Tracing Multi-Agent Systems: A Practical Guide
When your research agent hands off to your analysis agent, which spawns a fact-checking agent, and somewhere the answer goes wrong — where do you start looking?
Why Multi-Agent Tracing Is Different
In a single-agent system, you have one execution thread: prompt → reasoning → tool calls → response. The trace is a linear sequence or a shallow tree.

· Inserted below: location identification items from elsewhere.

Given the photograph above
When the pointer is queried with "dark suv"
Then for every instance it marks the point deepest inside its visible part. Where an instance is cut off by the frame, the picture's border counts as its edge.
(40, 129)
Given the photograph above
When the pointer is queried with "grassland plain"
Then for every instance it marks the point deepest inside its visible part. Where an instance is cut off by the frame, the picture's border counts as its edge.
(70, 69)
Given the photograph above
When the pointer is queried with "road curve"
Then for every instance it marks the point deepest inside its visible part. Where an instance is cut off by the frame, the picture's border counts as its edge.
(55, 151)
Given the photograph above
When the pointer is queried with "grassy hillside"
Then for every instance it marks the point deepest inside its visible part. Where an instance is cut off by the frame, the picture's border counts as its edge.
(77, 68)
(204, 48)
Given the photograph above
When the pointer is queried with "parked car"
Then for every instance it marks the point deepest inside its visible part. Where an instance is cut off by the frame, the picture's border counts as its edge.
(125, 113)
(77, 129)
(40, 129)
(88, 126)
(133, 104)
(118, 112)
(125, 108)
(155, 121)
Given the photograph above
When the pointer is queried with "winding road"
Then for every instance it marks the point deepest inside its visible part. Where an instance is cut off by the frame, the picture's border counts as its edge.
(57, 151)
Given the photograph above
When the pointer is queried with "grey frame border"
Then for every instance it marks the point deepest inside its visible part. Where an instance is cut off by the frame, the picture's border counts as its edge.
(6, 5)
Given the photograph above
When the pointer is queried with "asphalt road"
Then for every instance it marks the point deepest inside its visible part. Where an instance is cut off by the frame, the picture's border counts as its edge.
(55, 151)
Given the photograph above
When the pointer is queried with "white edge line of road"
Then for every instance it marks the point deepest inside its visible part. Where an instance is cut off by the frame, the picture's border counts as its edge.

Multi-agent systems are directed graphs. Agent A calls Agent B and Agent C in parallel. Agent B calls Agent D. Agent D's result feeds back into Agent A's next decision. The execution path looks less like a call stack and more like a distributed system — because it is one.
The same problems that made distributed systems tracing hard (correlation, causality, fan-out, async boundaries) apply to multi-agent systems, plus a new one: semantic dependencies. Agent B's output isn't just data flowing to Agent A — it's information that changes Agent A's reasoning in unpredictable ways.
The Trace Structure
A multi-agent trace needs three things: sessions, spans, and parent-child relationships.
Session: "Analyze quarterly report"
├── Span: Coordinator Agent
│ ├── LLM Call: Plan decomposition (GPT-4o, 3.2K tokens)
│ ├── Span: Data Extraction Agent
│ │ ├── LLM Call: Parse document (GPT-4o-mini, 8.1K tokens)
│ │ ├── Tool Call: pdf_extract(q3_report.pdf)
│ │ └── LLM Call: Structure data (GPT-4o-mini, 2.4K tokens)
│ ├── Span: Analysis Agent
│ │ ├── LLM Call: Identify trends (GPT-4o, 6.7K tokens)
│ │ ├── Tool Call: query_database("revenue by quarter")
│ │ ├── LLM Call: Compare to benchmarks (GPT-4o, 4.1K tokens)
│ │ └── Span: Fact-Check Agent
│ │ ├── LLM Call: Verify claims (GPT-4o-mini, 3.3K tokens)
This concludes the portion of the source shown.